Above: President Koch listens as Mark Fleischer (MPTF Board Member, as well as grandson of Max and son of Richard Fleischer) and Ken Scherer of the Motion Picture and Television Fund defend the decision to close the facilities.
The two sides agree on various points: That the initial announcement of closing was badly handled. That the campus hospital is losing money.
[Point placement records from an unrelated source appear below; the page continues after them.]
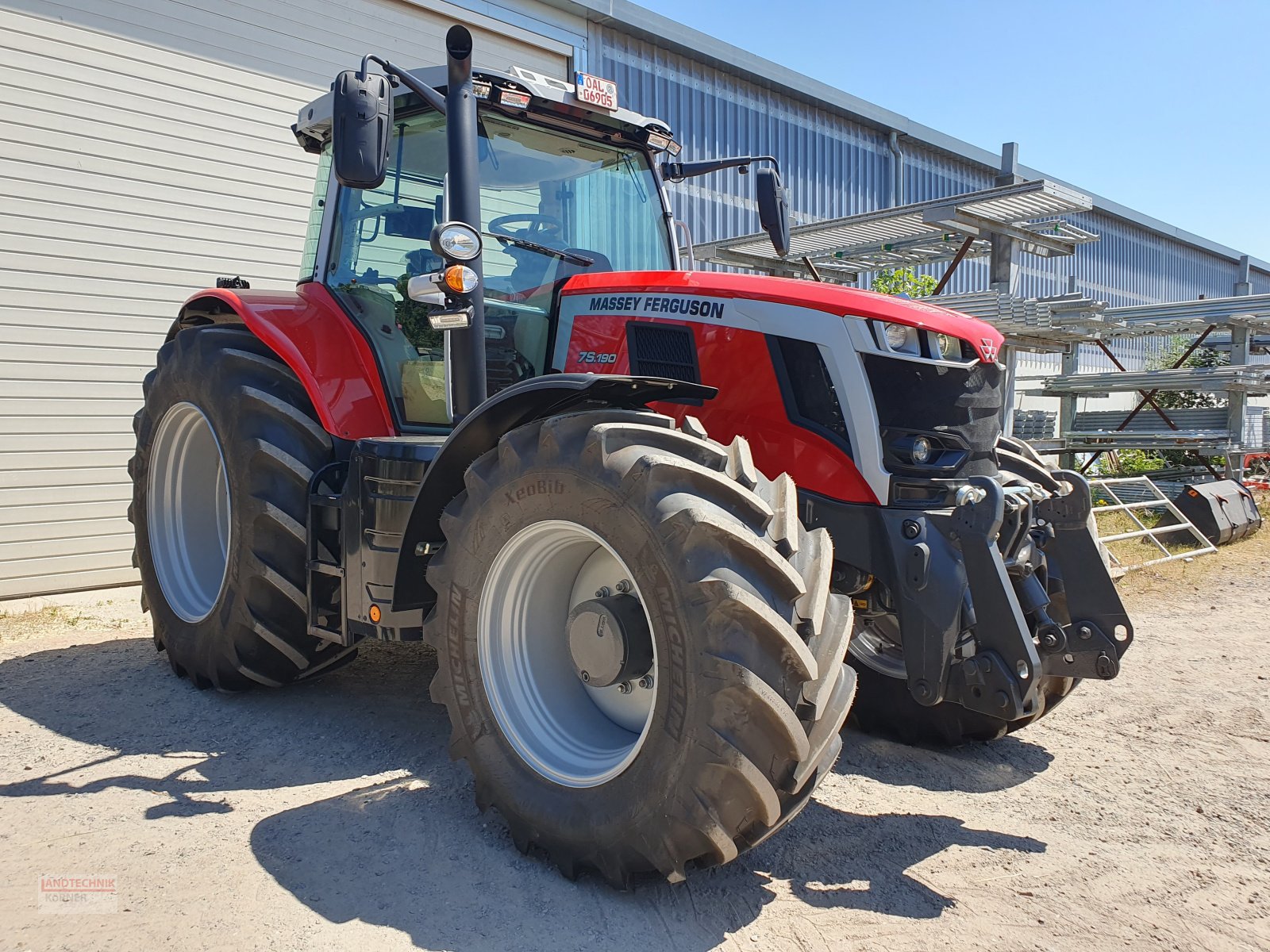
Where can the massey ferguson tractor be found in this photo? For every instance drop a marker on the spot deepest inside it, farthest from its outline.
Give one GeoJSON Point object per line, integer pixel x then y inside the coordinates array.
{"type": "Point", "coordinates": [480, 420]}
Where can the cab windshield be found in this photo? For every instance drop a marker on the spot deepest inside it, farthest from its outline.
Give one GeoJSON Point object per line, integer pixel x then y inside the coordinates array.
{"type": "Point", "coordinates": [552, 206]}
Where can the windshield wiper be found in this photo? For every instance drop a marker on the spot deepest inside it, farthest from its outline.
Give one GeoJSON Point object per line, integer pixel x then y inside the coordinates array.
{"type": "Point", "coordinates": [582, 260]}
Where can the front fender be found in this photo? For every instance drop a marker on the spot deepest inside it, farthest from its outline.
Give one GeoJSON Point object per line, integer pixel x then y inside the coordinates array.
{"type": "Point", "coordinates": [480, 431]}
{"type": "Point", "coordinates": [310, 333]}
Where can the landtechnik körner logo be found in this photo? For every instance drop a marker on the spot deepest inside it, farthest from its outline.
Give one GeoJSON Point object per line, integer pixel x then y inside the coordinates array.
{"type": "Point", "coordinates": [78, 892]}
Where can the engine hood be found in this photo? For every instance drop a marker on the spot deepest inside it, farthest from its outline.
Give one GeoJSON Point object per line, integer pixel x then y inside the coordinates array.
{"type": "Point", "coordinates": [835, 298]}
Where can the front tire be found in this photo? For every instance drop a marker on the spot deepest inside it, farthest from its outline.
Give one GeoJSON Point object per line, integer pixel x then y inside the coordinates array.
{"type": "Point", "coordinates": [226, 444]}
{"type": "Point", "coordinates": [747, 692]}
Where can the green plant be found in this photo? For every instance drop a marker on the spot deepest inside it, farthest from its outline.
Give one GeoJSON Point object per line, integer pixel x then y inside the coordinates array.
{"type": "Point", "coordinates": [903, 281]}
{"type": "Point", "coordinates": [1200, 359]}
{"type": "Point", "coordinates": [1134, 461]}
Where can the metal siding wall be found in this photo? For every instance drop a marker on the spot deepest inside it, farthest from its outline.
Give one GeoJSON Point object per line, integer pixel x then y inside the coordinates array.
{"type": "Point", "coordinates": [121, 198]}
{"type": "Point", "coordinates": [717, 112]}
{"type": "Point", "coordinates": [836, 167]}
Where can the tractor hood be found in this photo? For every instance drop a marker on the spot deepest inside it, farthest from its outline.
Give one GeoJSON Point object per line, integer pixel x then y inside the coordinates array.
{"type": "Point", "coordinates": [833, 298]}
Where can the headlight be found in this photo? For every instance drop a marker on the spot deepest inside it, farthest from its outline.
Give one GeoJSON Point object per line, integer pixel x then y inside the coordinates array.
{"type": "Point", "coordinates": [914, 450]}
{"type": "Point", "coordinates": [901, 338]}
{"type": "Point", "coordinates": [921, 450]}
{"type": "Point", "coordinates": [455, 241]}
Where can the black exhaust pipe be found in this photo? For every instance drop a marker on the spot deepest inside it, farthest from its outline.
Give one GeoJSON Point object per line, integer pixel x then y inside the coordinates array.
{"type": "Point", "coordinates": [467, 347]}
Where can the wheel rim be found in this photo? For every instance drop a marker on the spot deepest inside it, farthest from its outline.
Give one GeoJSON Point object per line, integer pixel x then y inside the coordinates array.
{"type": "Point", "coordinates": [571, 733]}
{"type": "Point", "coordinates": [188, 512]}
{"type": "Point", "coordinates": [876, 643]}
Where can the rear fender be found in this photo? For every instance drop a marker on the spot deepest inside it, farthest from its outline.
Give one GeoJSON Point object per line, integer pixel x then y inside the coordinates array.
{"type": "Point", "coordinates": [310, 333]}
{"type": "Point", "coordinates": [480, 431]}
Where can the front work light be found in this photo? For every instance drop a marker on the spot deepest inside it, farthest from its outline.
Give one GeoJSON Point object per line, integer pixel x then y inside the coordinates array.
{"type": "Point", "coordinates": [456, 241]}
{"type": "Point", "coordinates": [460, 278]}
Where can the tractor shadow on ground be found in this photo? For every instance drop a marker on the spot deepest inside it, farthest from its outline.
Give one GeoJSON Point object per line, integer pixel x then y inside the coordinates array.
{"type": "Point", "coordinates": [413, 854]}
{"type": "Point", "coordinates": [120, 695]}
{"type": "Point", "coordinates": [973, 768]}
{"type": "Point", "coordinates": [421, 861]}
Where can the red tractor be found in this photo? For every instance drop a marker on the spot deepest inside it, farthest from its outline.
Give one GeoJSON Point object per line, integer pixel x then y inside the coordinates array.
{"type": "Point", "coordinates": [480, 420]}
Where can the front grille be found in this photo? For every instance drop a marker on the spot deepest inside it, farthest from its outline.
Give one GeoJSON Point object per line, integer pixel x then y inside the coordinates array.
{"type": "Point", "coordinates": [958, 408]}
{"type": "Point", "coordinates": [662, 351]}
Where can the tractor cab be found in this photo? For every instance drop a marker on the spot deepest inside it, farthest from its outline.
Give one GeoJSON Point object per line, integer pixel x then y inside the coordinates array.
{"type": "Point", "coordinates": [565, 190]}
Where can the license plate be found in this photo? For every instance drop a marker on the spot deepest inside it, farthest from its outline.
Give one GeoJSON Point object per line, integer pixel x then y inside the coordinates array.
{"type": "Point", "coordinates": [597, 92]}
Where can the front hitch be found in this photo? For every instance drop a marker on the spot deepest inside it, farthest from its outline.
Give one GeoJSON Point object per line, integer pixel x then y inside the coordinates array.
{"type": "Point", "coordinates": [1028, 617]}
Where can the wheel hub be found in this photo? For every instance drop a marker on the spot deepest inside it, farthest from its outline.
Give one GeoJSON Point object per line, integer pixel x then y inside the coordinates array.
{"type": "Point", "coordinates": [188, 512]}
{"type": "Point", "coordinates": [549, 587]}
{"type": "Point", "coordinates": [610, 641]}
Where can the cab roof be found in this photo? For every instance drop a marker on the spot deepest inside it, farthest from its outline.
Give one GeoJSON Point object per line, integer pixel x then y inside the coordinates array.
{"type": "Point", "coordinates": [550, 95]}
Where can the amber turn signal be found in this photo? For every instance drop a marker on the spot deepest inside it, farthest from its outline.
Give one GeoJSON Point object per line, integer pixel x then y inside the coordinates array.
{"type": "Point", "coordinates": [460, 278]}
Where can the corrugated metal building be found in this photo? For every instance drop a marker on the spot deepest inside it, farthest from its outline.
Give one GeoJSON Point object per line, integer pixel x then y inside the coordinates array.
{"type": "Point", "coordinates": [156, 154]}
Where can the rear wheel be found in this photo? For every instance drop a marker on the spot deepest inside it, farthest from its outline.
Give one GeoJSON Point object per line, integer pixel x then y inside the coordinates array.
{"type": "Point", "coordinates": [637, 644]}
{"type": "Point", "coordinates": [226, 444]}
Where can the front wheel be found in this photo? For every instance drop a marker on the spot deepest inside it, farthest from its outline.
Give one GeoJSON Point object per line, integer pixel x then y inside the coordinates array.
{"type": "Point", "coordinates": [637, 644]}
{"type": "Point", "coordinates": [226, 444]}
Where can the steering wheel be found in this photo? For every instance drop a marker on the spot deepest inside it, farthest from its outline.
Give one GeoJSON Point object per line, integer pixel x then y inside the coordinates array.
{"type": "Point", "coordinates": [537, 228]}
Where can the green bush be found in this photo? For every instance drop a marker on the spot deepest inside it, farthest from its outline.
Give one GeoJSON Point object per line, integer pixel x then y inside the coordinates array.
{"type": "Point", "coordinates": [905, 281]}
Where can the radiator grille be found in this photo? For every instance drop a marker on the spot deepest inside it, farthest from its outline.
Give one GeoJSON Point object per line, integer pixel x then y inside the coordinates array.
{"type": "Point", "coordinates": [960, 404]}
{"type": "Point", "coordinates": [662, 351]}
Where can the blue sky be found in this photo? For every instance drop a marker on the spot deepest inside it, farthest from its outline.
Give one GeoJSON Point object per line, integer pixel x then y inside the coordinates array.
{"type": "Point", "coordinates": [1157, 105]}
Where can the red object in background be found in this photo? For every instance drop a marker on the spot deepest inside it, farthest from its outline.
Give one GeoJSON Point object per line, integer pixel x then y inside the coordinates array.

That there is an ongoing deficit. ("Saving Our Own" maintains this is from mismanagement.)
Some of the things disagreed on: that there are "luxury condos" going to be built where the hospital and long term care facility now stand, that residents have died because of stress and trauma (Mark Fleischer stated that his mother was a Long Term Care resident at the time he voted as a board member to close the unit. "It was a painful decision and we tried to avoid it, but the whole campus and Fund are at risk if we don't stop the millions in deficits.")
Above: Richard Stellar and Nancy Biederman of Saving The Lives Of Our Own, a group dedicated to preventing the closure of the MPTF facilities.
My take away from all that I heard Thursday night was that initial communication about the closure was fumbled, that the "Save Our Own" group is sincerely motivated and stressed out about what's happening to their loved ones, but that the Woodland Hills retirement campus and the Motion Picture and Television Fund have big financial problems stemming from the MPTF's portfolio investments heading south and the drop in fund-raising (because many people's investment portfolios have also gone south.)
Nobody appears to dispute that there are money problems (i.e., flows of red ink) although "Saving Our Own" believes the problems our surmountable without closing Long Term Care.
Whichever side you believe to be right, we urge you to follow the links, investigate what's going on, and make up your own mind.